Facebook's research code for translating without parallel text
The original EMNLP 2018 implementation that learns to translate using only monolingual data, back-translation, and shared parameters.

What it does
This repo implements two approaches to unsupervised machine translation: a neural model (NMT) and a phrase-based statistical model (PBSMT). Both learn to translate between languages without any paired sentences — just raw monolingual text. The NMT version supports seq2seq, biLSTM+attention, and Transformer architectures, with extensive parameter sharing across languages.
The interesting bit
The training recipe is delightfully indirect: start with cross-lingual word embeddings, train denoising auto-encoders to reconstruct corrupted sentences in each language, then bootstrap actual translation through back-translation loops (English→French→English, and vice versa). The system generates back-parallel data on the fly using 30 CPU threads synced to the GPU model every 1000 steps — a neat little distributed dance.
Key highlights
- Three NMT architectures with arbitrary parameter sharing across encoders, decoders, and embeddings
- On-the-fly back-translation generation with configurable CPU worker processes
- Dynamic loss scheduling: auto-encoder loss fades from 1 to 0 over 300k steps, leaving pure back-translation
- PBSMT pipeline with unsupervised phrase-table generation and automated Moses training
- Helper scripts for English-French and English-German that download, tokenize, BPE-encode, and binarize data
- Achieves >23 BLEU on newstest2014 en-fr after ~25 epochs (one day on a V100)
Caveats
- The authors themselves recommend using their later XLM repo instead for NMT — “better model and more efficient implementation”
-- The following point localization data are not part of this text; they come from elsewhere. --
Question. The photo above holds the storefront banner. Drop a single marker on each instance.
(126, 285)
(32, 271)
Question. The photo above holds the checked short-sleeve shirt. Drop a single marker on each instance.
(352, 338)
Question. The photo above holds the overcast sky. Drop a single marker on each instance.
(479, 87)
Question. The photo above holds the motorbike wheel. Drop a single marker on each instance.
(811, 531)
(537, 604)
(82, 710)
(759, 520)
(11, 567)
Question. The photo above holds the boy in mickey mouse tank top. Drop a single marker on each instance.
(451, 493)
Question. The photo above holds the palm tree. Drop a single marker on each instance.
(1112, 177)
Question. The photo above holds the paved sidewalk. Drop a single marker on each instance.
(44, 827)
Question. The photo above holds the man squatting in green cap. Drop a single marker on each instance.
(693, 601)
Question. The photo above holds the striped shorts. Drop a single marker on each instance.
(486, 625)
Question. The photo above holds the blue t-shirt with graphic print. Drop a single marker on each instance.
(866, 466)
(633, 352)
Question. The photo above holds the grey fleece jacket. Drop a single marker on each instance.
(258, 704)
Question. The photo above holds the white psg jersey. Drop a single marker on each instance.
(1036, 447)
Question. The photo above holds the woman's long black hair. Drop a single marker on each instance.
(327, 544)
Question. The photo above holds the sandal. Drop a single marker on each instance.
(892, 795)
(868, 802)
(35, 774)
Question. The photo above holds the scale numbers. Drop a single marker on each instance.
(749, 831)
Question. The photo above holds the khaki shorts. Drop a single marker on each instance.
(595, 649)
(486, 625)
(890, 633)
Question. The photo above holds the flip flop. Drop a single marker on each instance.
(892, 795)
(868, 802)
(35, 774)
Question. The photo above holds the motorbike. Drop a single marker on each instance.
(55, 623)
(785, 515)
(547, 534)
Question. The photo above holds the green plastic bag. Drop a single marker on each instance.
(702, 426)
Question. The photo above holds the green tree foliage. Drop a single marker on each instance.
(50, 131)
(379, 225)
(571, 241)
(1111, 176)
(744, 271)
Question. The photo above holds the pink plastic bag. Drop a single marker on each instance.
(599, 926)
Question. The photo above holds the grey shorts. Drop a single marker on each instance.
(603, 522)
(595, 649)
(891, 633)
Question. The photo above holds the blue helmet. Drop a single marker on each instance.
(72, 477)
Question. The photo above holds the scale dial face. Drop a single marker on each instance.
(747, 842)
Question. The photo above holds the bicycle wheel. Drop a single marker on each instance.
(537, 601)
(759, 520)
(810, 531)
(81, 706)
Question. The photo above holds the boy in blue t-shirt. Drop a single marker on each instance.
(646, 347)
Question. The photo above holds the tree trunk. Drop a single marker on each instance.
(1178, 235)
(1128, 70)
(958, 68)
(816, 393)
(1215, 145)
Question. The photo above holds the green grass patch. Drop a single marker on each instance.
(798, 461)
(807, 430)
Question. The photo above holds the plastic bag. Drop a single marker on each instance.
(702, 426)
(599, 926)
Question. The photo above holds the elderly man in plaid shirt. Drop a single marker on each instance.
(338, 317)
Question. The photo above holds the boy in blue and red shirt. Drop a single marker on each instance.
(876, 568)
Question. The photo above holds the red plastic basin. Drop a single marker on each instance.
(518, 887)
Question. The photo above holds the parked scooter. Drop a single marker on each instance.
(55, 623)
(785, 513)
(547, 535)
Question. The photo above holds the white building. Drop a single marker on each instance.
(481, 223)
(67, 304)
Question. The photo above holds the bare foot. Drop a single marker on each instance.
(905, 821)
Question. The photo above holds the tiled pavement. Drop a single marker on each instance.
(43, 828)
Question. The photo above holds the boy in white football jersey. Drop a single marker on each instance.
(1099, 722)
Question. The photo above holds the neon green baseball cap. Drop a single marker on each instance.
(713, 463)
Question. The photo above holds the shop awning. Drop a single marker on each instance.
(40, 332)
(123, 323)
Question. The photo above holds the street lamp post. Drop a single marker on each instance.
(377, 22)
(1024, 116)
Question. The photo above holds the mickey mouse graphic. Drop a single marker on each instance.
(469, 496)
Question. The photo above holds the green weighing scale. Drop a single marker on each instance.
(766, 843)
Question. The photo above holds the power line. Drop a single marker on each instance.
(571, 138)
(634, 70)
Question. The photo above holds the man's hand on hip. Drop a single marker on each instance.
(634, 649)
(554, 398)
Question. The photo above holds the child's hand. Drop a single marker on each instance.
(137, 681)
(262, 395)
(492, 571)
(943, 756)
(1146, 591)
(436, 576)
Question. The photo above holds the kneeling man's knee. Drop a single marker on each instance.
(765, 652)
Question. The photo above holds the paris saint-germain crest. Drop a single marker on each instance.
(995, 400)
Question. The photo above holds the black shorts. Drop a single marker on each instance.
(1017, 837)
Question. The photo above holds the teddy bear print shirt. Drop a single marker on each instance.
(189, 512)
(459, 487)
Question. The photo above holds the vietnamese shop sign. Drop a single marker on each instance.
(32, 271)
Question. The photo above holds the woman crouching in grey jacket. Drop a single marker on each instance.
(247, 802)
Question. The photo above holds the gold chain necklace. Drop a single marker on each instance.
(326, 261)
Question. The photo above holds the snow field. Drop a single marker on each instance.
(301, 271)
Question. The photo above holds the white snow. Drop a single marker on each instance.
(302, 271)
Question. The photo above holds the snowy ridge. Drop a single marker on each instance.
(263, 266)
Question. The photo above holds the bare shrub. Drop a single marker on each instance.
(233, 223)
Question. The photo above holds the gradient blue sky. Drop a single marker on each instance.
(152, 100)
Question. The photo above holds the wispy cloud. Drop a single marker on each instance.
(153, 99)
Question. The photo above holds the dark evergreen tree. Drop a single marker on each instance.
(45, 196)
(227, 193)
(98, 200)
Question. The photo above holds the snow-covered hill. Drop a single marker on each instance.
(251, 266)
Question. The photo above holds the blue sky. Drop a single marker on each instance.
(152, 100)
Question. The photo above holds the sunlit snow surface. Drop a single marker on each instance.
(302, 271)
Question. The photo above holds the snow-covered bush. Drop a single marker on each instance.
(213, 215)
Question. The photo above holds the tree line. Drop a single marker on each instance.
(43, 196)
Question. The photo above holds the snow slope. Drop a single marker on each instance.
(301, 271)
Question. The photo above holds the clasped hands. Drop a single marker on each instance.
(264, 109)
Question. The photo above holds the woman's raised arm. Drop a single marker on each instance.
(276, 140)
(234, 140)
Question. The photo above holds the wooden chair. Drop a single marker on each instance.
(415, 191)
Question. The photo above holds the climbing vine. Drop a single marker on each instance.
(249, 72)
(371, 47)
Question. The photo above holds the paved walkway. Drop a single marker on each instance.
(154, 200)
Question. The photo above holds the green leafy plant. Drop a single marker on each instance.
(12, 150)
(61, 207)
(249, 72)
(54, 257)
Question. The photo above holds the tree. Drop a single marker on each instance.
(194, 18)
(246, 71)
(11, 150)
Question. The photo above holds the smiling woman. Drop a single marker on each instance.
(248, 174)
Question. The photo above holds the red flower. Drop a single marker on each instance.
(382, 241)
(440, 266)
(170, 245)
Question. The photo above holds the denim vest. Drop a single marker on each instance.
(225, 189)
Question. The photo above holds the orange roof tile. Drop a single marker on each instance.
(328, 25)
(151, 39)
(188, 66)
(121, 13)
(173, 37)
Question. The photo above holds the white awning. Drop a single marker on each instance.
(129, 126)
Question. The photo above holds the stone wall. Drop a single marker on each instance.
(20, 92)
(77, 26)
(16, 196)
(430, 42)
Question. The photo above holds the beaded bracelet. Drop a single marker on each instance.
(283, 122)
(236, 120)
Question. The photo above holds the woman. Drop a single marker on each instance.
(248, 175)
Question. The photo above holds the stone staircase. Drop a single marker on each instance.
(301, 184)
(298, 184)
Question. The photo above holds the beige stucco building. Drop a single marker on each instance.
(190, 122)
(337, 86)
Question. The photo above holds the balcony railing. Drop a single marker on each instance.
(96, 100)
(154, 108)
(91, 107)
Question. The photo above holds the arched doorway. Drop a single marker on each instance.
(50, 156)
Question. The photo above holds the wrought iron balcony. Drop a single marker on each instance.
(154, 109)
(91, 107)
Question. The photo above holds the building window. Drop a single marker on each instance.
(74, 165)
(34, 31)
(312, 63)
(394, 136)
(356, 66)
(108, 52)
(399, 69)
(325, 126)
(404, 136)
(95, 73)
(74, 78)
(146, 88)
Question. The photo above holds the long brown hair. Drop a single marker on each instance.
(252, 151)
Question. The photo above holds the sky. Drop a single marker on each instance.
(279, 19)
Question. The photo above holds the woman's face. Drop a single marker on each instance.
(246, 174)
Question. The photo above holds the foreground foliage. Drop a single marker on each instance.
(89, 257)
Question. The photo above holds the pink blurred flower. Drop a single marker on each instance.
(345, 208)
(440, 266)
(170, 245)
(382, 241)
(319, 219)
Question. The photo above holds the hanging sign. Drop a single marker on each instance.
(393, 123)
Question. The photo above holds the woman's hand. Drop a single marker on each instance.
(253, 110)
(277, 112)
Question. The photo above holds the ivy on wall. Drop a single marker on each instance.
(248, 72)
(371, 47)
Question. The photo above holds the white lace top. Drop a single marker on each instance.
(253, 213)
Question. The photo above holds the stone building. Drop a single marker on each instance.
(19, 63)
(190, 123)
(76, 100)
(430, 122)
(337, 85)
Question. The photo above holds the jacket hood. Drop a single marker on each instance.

- PyTorch 0.5-era code; expect some archaeology needed to run on modern versions
- PBSMT requires compiling or downloading Moses, which the README notes “is not always straightforward”
- Several features (adversarial training, arbitrary multilingual training, LM pretraining) are implemented but “left for future work” — i.e., not used in the paper
Verdict
Worth studying if you’re researching low-resource MT or the evolution of unsupervised translation methods. Skip it for production use — the authors already pointed you to XLM. The PBSMT path is a curiosity for historical comparison with modern neural approaches.